Canopy shares rose 3.4%.
Rival Canadian Aphria APHA, +5.61% APHA, +5.23% said Friday a special committee has concluded a review of the September acquisition of Latam Holdings Inc. and found conflicts of interest for some of its board members. The committee was formed after short sellers said the C$280 million deals in Argentina, Colombia and Jamaica raised red flags as their research suggested the assets appeared largely worthless and even questioned their existence. Hindenburg Research wrote that the deals were “egregiously overpriced, and that Aphria insiders were likely undisclosed beneficiaries.”
The company did not offer names, but reiterated its previous announcement that former Chief Executive Vic Neufeld and co-founder Cole Cacciavillani have completed a transition plan and effective March 1, 2019, will be retiring and surrendering their roles as directors, although they will remain in place as advisers.

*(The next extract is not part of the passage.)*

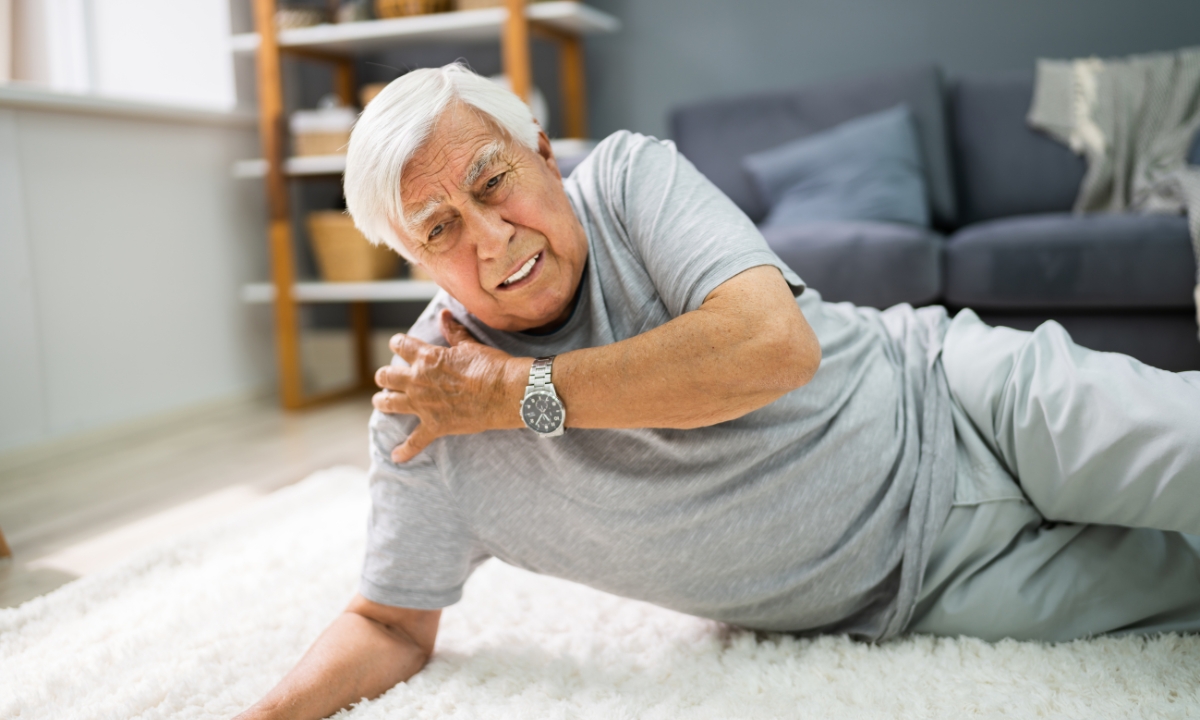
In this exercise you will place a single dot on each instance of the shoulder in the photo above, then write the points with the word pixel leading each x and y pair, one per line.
pixel 621 151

The committee found that the price paid in the deal was “acceptable” compared with other deals by rivals, albeit near the high end of the range. The company pledged to beef up corporate governance and add more and better qualified independent directors.

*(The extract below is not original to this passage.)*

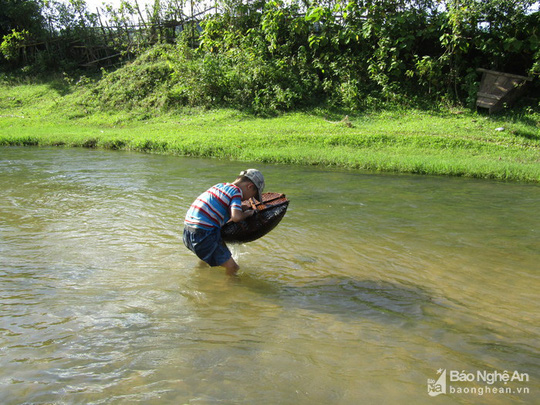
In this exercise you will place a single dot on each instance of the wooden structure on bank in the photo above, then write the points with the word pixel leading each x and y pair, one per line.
pixel 498 89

Nathan Anderson, founder of short seller Hindenburg Research, welcomed the news. “We applaud the independent committee for taking this matter seriously and for making significant changes to the company’s board and governance policies,” he told MarketWatch. “The review largely corroborated our findings that acquisition prices were high and that multiple insiders had undisclosed conflicts of interest. We hope the company can turn a new leaf going forward.”

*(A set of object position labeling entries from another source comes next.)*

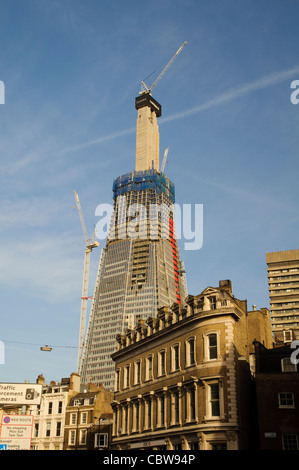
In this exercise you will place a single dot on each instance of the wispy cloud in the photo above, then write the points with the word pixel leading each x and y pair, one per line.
pixel 225 97
pixel 238 92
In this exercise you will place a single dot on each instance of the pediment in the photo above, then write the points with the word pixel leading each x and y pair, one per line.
pixel 210 291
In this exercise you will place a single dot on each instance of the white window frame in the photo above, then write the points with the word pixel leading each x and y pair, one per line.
pixel 175 367
pixel 127 370
pixel 207 347
pixel 190 390
pixel 72 437
pixel 208 383
pixel 73 418
pixel 188 352
pixel 117 380
pixel 137 372
pixel 161 371
pixel 149 360
pixel 83 437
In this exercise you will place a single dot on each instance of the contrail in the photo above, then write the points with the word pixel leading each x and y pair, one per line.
pixel 230 95
pixel 263 82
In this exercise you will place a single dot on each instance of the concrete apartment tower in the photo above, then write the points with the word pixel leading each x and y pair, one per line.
pixel 283 280
pixel 140 269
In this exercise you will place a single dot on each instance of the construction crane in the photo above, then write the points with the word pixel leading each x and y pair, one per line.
pixel 90 244
pixel 164 159
pixel 145 89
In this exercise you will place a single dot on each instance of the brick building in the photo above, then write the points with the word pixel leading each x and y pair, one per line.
pixel 88 420
pixel 183 379
pixel 277 397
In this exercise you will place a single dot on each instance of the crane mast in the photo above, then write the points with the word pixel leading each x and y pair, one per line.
pixel 90 244
pixel 144 88
pixel 164 159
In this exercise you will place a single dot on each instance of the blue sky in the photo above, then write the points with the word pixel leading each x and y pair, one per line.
pixel 72 70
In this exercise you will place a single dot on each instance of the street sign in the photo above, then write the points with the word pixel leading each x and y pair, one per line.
pixel 16 432
pixel 20 394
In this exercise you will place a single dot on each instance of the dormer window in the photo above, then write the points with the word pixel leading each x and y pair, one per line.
pixel 213 302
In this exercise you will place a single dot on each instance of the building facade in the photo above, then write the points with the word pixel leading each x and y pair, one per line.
pixel 183 378
pixel 283 280
pixel 277 397
pixel 88 420
pixel 49 416
pixel 140 268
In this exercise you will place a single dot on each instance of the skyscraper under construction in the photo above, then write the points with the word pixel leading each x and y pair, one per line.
pixel 140 268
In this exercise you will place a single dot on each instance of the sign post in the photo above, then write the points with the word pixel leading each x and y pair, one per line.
pixel 16 432
pixel 20 394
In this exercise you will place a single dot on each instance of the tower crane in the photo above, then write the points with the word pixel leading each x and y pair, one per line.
pixel 145 89
pixel 90 244
pixel 164 159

Aleafia Health Inc. ALEF, +2.16% ALEF, +2.16% shares rose 4.3%. The company said it has hired Keith White as its new head of clinic operations. White was chief operating officer at The Oshawa Clinic, a Greater Toronto Area medical clinic network with more than 500,000 unique patients, the biggest of its kind in Canada. White will be responsible for Aleafia’s wholly owned Canabo Medical Clinics and Emblem’s GrowWise Health, once that acquisition has closed.
1933 Industries Inc. TGIFF, +4.20% shares were up 3%, a day after the company said it has attained product distribution in 46 states for CBD-infused health and wellness products. Asked how it will manage to sell CBD-based products in the face of Food and Drug Administration guidelines that suggest it will need regulatory approval to add CBD to products and faces a ban on wellness claims that are not supported by clinical research, the company said it would seek to follow official pathways.
“The FDA acknowledged that hemp-CBD is a developing area and they are working to establish rules for the lawful introduction of hemp-CBD products,” the company’s in-house counsel told MarketWatch in emailed comments.
“Currently there are many gaps in regulation, however, we are confident that the FDA, and many, if not all, states will have proper hemp regulatory structures in place by the end of 2019. We anticipate these regimes will allow for the licensing of hemp cultivators, hemp manufacturers, and for retail sales of products containing hemp-derived CBD in a manner that is safe and protects consumers.”
Elsewhere in the sector, Aurora Cannabis Inc. ACB, -0.70% ACB, -1.38% shares were down 0.7%. That company reported its latest quarterly sales on Monday, nearly quadrupling revenue but also showing large losses and a shrinking margin.
Tilray Inc. shares TLRY, -0.17% rose 0.4%, and Cronos Group Inc. CRON, +2.26% CRON, +1.77% shares were up 2.8%.
Hexo Corp. shares HEXO, +2.57% rose 0.8%.
The ETFMG Alternative Harvest ETF MJ, +2.15% was up 2%, and the Horizons Marijuana Life Sciences ETF HMMJ, +2.34% was up 2.2%. The S&P 500 SPX, +1.09% and the Dow Jones Industrial Average DJIA, +1.74% were both higher.